Im Recht ist die Rüge nach Z 9 lit b zum die B*****GesmbH betreffenden Faktum II/2. Denn dem Urteil sind keine geeigneten Feststellungen zu entnehmen, die eine Überprüfung der vom Erstgericht vorgenommenen rechtlichen Beurteilung, wonach der Strafaufhebungsgrund des § 29 FinStrG bezüglich dieser Tat nicht vorgelegen sei (US 28), ermöglichten. Zutreffend zeigt die Beschwerde in der Hauptverhandlung vorgekommene Indizien für eine strafbefreiende Selbstanzeige (Sachverständiger Dr.

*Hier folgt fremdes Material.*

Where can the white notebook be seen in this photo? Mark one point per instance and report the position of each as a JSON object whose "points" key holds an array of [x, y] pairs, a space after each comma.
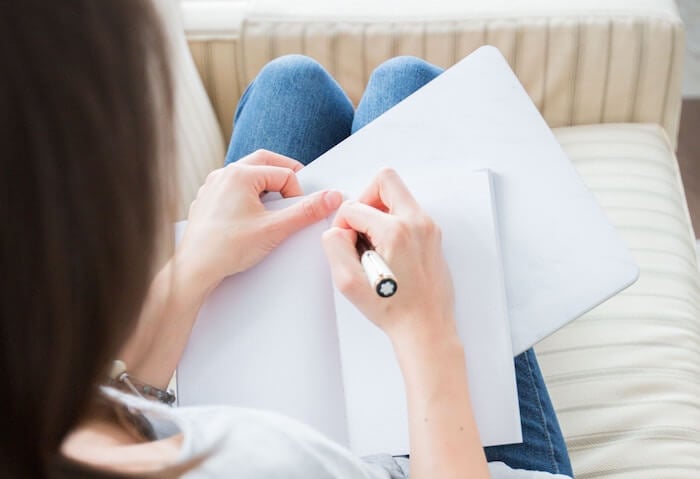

K***** S 153/VI, 18/VII; Zeugin Maria L***** S 504f/VI) auf, die entsprechende Konstatierungen erforderlich gemacht hätten (vgl Ratz, WK-StPO § 281 Rz 600). Dieser Feststellungsmangel zwingt zur Aufhebung des Schuldspruchs und Anordnung der Verfahrensneudurchführung auch in diesem Punkt.

Die Rechtsrüge nach Z 9 lit a zu den das Einzelunternehmen August W***** betreffenden Fakten (I/2, und III/2) ist nicht prozessordnungsgemäß ausgeführt, weil sie sich mit der Behauptung von "Feststellungsmängeln" in einer ausschließlichen Wiederholung ihres diesbezüglichen Vorbringens im Rahmen der Mängelrüge erschöpft und somit neuerlich zum einen nur einen Begründungsmangel behauptet, zum anderen die Beweiswürdigung bekämpft.

Der Nichtigkeitsbeschwerde war daher teilweise Folge zu geben und das angefochtene Urteil im bezeichneten Umfang aufzuheben (§ 285e StPO). Im Übrigen war sie - der Äußerung nach § 35 Abs 2 StPO zuwider - teilweise als offenbar unbegründet, teilweise als nicht gesetzmäßig ausgeführt bei nichtöffentlicher Beratung zurückzuweisen (§285d StPO).

Mit seiner Berufung war der Angeklagte auf diese Entscheidung zu verweisen.

Die Kostenentscheidung stützt sich auf § 390a StPO.